But before that, those who are new to programming..


You will be using lambda functions or sometimes called anonymous functions to pass through these Spark transformations. So you should have basic understanding of lambda functions.


In short, lambda functions are convenient way to write a function when you have to use functions just in one place. For example, if you want to double the number you can simply write; x => x + x like you do in Python and other languages. Syntax in Scala would be like this,


scala> val lfunc = (x:Int) => x + x

lfunc: Int => Int = <function1> // This tells that function takes integer and returns integer

scala> lfunc(3)

res0: Int = 6



Sample Data


I will be using "Where is the Mount Everest?" text data. I just picked some random data to go through these examples.

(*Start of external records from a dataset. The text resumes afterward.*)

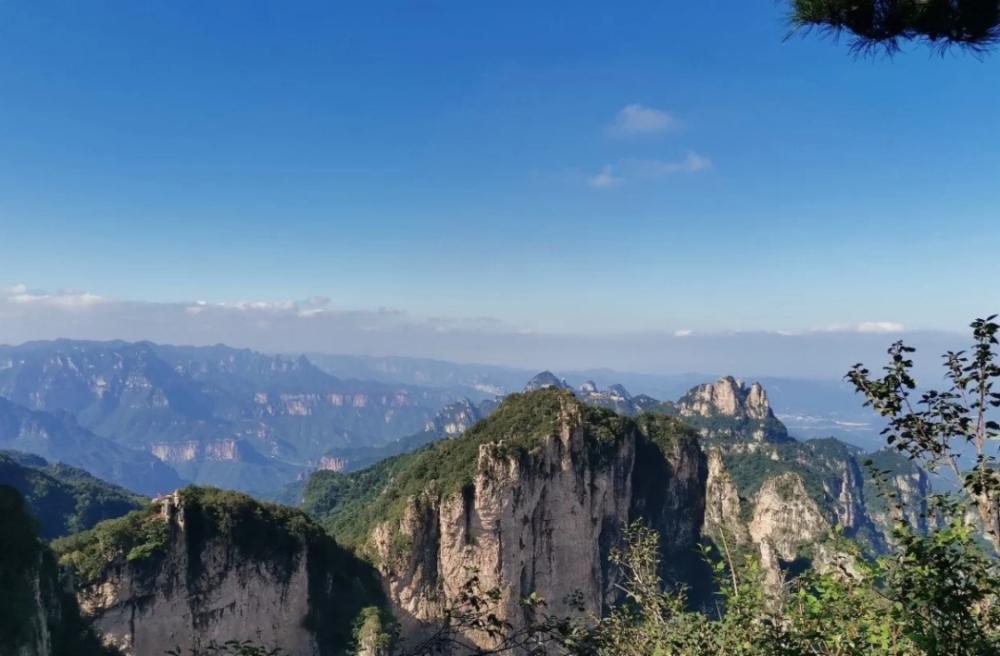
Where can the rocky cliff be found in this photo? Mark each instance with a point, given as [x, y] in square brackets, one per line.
[210, 410]
[729, 410]
[202, 564]
[534, 498]
[38, 616]
[782, 502]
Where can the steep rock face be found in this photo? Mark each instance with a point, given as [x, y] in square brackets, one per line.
[722, 502]
[785, 516]
[545, 380]
[730, 410]
[57, 436]
[542, 517]
[38, 617]
[454, 419]
[220, 566]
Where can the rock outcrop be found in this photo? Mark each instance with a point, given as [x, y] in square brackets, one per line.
[38, 615]
[730, 410]
[205, 565]
[544, 505]
[545, 380]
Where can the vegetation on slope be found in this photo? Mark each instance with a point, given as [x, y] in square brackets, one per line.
[64, 499]
[33, 599]
[341, 586]
[350, 505]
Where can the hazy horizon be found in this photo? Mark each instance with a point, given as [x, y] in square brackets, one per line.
[314, 326]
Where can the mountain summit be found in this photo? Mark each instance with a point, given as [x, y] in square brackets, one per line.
[545, 380]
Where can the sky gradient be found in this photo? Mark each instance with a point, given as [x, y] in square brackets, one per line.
[566, 168]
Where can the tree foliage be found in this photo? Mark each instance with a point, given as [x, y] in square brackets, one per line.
[884, 25]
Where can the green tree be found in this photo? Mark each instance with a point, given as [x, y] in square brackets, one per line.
[884, 25]
[952, 432]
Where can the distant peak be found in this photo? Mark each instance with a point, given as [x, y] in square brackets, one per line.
[619, 390]
[545, 380]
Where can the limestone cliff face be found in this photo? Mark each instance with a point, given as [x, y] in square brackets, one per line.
[454, 419]
[256, 580]
[785, 516]
[218, 450]
[542, 521]
[722, 502]
[728, 409]
[38, 615]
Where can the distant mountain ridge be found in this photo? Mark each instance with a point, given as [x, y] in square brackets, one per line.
[57, 437]
[230, 417]
[64, 499]
[772, 495]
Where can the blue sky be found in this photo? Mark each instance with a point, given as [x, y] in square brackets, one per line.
[565, 167]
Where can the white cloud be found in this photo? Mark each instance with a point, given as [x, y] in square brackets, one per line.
[863, 327]
[331, 329]
[637, 119]
[19, 294]
[647, 170]
[880, 327]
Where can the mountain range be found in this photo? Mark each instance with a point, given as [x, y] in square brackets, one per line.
[532, 489]
[230, 417]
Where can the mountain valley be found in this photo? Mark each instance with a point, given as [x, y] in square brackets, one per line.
[533, 490]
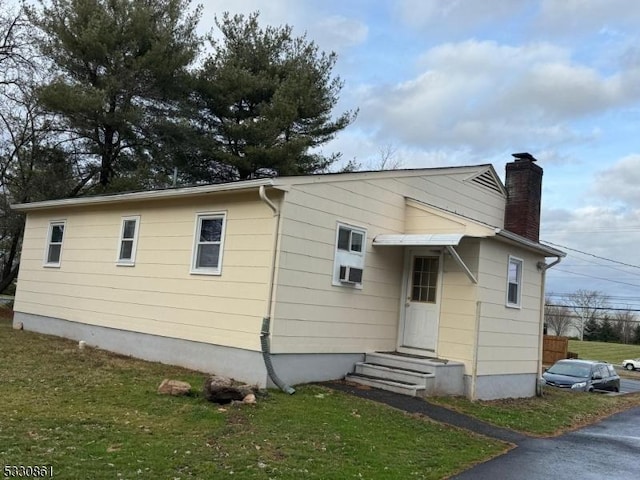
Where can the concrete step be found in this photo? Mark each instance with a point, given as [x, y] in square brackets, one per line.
[392, 373]
[403, 388]
[406, 362]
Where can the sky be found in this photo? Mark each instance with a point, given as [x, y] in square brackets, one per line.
[466, 82]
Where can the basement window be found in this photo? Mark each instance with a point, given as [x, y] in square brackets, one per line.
[208, 243]
[128, 241]
[55, 235]
[348, 264]
[514, 282]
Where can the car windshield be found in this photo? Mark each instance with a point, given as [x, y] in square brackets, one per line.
[570, 370]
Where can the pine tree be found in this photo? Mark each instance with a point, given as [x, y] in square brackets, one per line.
[120, 67]
[264, 102]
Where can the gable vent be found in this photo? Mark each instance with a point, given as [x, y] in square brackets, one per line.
[487, 180]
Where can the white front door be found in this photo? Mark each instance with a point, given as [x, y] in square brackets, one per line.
[421, 308]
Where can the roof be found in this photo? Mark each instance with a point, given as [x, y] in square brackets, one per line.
[485, 171]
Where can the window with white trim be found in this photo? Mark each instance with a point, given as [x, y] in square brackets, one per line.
[55, 236]
[514, 282]
[208, 243]
[128, 240]
[348, 264]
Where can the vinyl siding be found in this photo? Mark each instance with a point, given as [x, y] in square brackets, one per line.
[458, 312]
[312, 315]
[508, 333]
[158, 295]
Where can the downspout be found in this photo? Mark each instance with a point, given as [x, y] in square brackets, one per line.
[266, 320]
[543, 267]
[474, 366]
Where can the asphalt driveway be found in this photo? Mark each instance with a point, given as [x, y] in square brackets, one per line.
[609, 450]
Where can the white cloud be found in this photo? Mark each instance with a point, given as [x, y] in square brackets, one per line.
[337, 33]
[576, 17]
[484, 95]
[620, 182]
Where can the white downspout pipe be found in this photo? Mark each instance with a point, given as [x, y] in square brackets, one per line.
[266, 320]
[543, 267]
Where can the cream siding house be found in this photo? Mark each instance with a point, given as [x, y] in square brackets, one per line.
[298, 279]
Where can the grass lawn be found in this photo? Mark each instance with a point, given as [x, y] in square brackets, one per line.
[557, 411]
[554, 413]
[609, 352]
[92, 414]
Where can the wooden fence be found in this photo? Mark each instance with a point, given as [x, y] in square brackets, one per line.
[554, 349]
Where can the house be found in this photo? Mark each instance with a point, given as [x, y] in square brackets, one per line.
[431, 272]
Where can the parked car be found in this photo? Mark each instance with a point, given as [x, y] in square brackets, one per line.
[632, 364]
[582, 375]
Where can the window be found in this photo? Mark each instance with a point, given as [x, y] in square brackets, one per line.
[207, 247]
[54, 244]
[514, 282]
[128, 241]
[348, 265]
[349, 239]
[424, 281]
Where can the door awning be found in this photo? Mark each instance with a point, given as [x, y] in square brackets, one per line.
[418, 240]
[447, 240]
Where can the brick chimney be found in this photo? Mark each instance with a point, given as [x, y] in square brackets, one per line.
[524, 193]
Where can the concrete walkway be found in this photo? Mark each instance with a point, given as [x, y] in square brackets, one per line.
[607, 449]
[435, 412]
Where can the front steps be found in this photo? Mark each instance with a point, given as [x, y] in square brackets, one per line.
[411, 375]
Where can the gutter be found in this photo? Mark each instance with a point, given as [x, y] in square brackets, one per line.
[144, 195]
[266, 320]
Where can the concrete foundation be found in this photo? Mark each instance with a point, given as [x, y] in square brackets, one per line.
[244, 365]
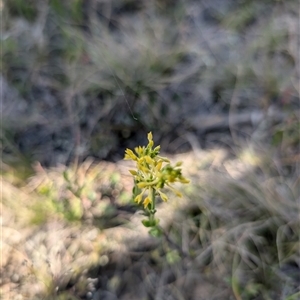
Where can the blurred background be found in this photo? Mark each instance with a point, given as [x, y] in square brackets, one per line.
[217, 82]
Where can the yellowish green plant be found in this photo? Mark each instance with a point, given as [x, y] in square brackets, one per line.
[151, 174]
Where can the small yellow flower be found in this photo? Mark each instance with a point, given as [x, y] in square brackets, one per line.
[151, 175]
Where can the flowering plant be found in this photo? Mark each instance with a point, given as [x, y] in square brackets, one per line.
[153, 173]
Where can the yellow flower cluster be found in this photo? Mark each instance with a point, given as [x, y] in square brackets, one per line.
[150, 174]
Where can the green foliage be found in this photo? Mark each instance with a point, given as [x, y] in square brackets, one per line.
[150, 176]
[26, 9]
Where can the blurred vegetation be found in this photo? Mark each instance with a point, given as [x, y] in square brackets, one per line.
[91, 78]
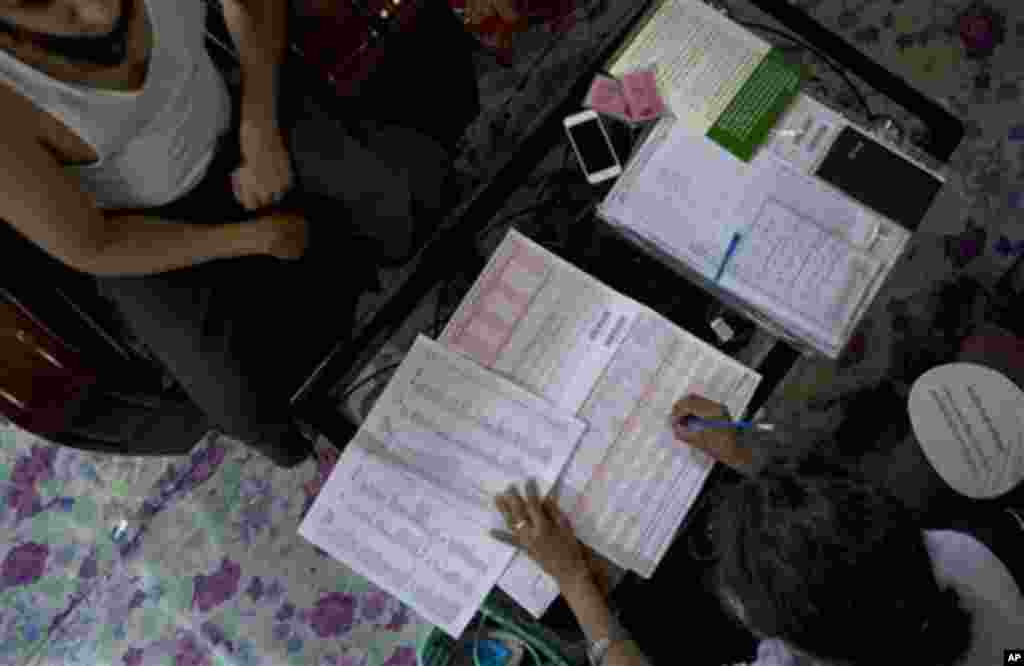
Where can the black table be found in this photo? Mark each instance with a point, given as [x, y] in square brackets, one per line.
[591, 246]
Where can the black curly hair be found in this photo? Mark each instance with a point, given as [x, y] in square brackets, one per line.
[815, 555]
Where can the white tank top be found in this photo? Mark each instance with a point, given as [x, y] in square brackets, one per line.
[155, 144]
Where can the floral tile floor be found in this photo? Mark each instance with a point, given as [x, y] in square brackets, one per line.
[196, 562]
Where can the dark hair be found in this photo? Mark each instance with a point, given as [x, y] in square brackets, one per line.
[834, 566]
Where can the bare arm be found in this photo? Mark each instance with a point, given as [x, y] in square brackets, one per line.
[49, 208]
[594, 616]
[259, 31]
[139, 245]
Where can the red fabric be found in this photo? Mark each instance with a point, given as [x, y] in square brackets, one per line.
[499, 34]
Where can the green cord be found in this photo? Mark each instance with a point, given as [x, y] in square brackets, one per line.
[508, 635]
[433, 647]
[553, 656]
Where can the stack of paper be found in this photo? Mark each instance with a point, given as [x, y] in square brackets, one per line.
[411, 501]
[721, 80]
[620, 367]
[802, 257]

Where is Mount Everest? (MountEverest.txt)

Mount Everest (Nepali: Sagarmatha सगरमाथा; Tibetan: Chomolungma ཇོ་མོ་གླང་མ; Chinese Zhumulangma 珠穆朗玛) is Earth's highest mountain above sea level, located in the Mahalangur Himal sub-range of the Himalayas. The international border between Nepal (Province No. 1) and China (Tibet Autonomous Region) runs across its summit point. - Reference Wikipedia


scala> val mountEverest = sc.textFile("/testdata/MountEverest.txt")

mountEverest: org.apache.spark.rdd.RDD[String] = /testdata/MountEverest.txt MapPartitionsRDD[1] at textFile at <console>:24


Spark Transformations


I encourage you all to run these examples on Spark-shell side-by-side. Don't just read through them. Type them on your keyboard it will help you learn.


map(func)

This transformation redistributes the data after passing each element through func.


1. For example, if you want to split the Mount Everest text into individual words, you just need to pass this lambda func x => x.split(" ") and it will create a new RDD as shown below.


scala> val words = mountEverest.map(x => x.split(" "))

words: org.apache.spark.rdd.RDD[Array[String]] = MapPartitionsRDD[3] at map at <console>:25


Did you spot the difference between mountEverest and words RDD? Yeah exactly, one is String type and after applying map transformation it's now Array of String.


scala> words.collect()

res1: Array[Array[String]] = Array(Array(Mount, Everest, (Nepali:, Sagarmatha, सगरमाथा;, Tibetan:, Chomolungma, ཇོ་མོ་གླང་མ;, Chinese, Zhumulangma, 珠穆朗玛), is, Earth's, highest, mountain, above, sea, level,, located, in, the, Mahalangur, Himal, sub-range, of, the, Himalayas., The, international, border, between, Nepal, (Province, No., 1), and, China, (Tibet, Autonomous, Region), runs, across, its, summit, point.))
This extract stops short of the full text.